Fakirlik, yoksulluk artıyor. Bir milletvekili arkadaşımız önerge vermiş. ‘Ankara’da kaç kişi doğal gaz faturasını ödemedi’ diye. 2021’in ilk 8 ayında 107 679’a çıkıyor. Şimdi saray ve şürekasına sormak zorundayız. Beyefendi sen orada rahat otuyorsun, bir elin yağda bir elin balda. Bu adamcağız doğal gaz faturasını ödeyemediği için doğal gaz saati kapatılıyor. Kim doğal gazı kapatılan fakir ve fukaranın yanında olacak? Biz olacağız. Bir yılda akaryakıta gelen zam tam 46 kez. Cumhuriyet tarihinde hiç böyle bir şey yaşamadık. Sormak lazım. Haydi dolar gelince zam yapılıyor biz anladık, düşünce niye yapıyorsun. Hazine tam takır ondan mı? Elektriğe yüzde 127 zam. Nasıl geçinecek bu esnaf? Küçük fason iş yapan aile işletmeleri var, yüzde 90 fason işletmeler kapatıldı. Kimse farkında bile değil. Belki bunların tamamı AK Parti’ye oy verdiler. Kelleci Mahallesi’nden İbrahim Karakaya şöyle diyor, ‘bu zamana kadar hiç böyle dar boğazla karşılaşmamıştık. Mollaahmetler Mahallesinden Zeliha Karaya şöyle diyor, ‘elektrik çalıştığımızı kurtaramadığı için çalışmayı bıraktık kim iyi yapacaksa o gelsin artık.’ Zeliha kardeşim hiç meraklanma, geliyor gelmekte olan ve düzelteceğiz.
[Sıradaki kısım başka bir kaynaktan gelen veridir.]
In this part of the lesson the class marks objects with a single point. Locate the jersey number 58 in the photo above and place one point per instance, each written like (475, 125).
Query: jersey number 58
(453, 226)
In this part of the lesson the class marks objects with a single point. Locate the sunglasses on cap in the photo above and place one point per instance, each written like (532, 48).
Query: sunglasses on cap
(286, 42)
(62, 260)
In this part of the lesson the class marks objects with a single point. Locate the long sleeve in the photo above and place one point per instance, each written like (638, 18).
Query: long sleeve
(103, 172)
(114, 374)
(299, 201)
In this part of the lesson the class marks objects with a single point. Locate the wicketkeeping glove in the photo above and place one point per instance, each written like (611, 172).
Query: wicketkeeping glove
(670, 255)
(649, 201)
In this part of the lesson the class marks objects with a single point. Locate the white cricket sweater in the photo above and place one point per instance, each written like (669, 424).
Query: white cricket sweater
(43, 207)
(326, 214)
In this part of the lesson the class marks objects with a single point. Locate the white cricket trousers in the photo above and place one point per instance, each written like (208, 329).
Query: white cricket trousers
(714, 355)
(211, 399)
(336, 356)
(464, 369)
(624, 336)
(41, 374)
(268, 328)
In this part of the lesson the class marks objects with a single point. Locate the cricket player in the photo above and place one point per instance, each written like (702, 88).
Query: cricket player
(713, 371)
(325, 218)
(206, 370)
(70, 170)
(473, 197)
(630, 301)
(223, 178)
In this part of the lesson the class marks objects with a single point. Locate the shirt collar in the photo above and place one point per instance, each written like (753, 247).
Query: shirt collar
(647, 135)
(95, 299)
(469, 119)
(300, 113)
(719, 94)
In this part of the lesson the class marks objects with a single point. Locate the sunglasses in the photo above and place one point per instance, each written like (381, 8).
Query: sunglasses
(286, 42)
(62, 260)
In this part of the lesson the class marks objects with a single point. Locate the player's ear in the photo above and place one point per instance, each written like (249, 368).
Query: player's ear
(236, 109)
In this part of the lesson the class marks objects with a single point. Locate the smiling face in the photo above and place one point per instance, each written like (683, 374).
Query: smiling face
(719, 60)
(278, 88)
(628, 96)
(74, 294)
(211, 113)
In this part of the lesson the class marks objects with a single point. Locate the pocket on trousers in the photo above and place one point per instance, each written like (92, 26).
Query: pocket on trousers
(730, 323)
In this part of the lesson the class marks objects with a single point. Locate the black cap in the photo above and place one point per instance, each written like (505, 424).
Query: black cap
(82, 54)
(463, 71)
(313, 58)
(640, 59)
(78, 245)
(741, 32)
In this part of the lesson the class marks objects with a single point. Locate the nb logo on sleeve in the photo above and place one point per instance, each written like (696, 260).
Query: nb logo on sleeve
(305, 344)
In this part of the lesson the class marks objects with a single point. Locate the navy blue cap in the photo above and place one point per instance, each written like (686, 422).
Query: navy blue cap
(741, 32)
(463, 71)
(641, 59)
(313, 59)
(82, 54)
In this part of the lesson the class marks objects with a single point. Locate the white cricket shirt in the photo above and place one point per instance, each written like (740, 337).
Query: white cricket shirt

"Erdoğan tefecilere hizmet ediyor"
Ne diyorlardı, cumhuriyet tarihinin en büyük soygununu gerçekleştirdiler, bir avuç insana milyarları kazandırdılar. Ne dediler, ‘faizi düşürüyoruz’ dediler. Herkes dedi ki, ‘Erdoğan faizi düşürecekse her türlü desteği verelim.’ Kasım ayının başında 19,44, Aralık başında 22,70’e çıkıyor, ocak başında devletin beş yıllık borçlanma faizi yüzde 22,70’ten 26.34’e çıktı. Hani faizler düşüyordu? Bu faizleri kim ödeyecek? 84 milyon ödeyecek. Faiz artıyor, dolar da yükseliyor. Bu vatandaş iki ayrı yerden negatif olarak etkileniyor ve geliri eriyor ve fakirleşiyor. Tefecilere hizmet eden kişinin adı Erdoğan’dır. Öyle faize karşı, bunların hepsi hikâye. Çıksın şunu söylesin, ‘Bay Kemal’ desin, ‘sen faiz yükseldi diyorsun, tam tersine düştü’ desin. Desin. Diyebilir mi? Diyemez. Duyabilir mi? Duyamaz. Haksızlık olduğunu biliyor mu? Biliyor. Kime hizmet ediyor? Tefecilere hizmet ediyor. 84 milyona değil. Dolar baronlarına hizmet ediyor, vatandaşa değil.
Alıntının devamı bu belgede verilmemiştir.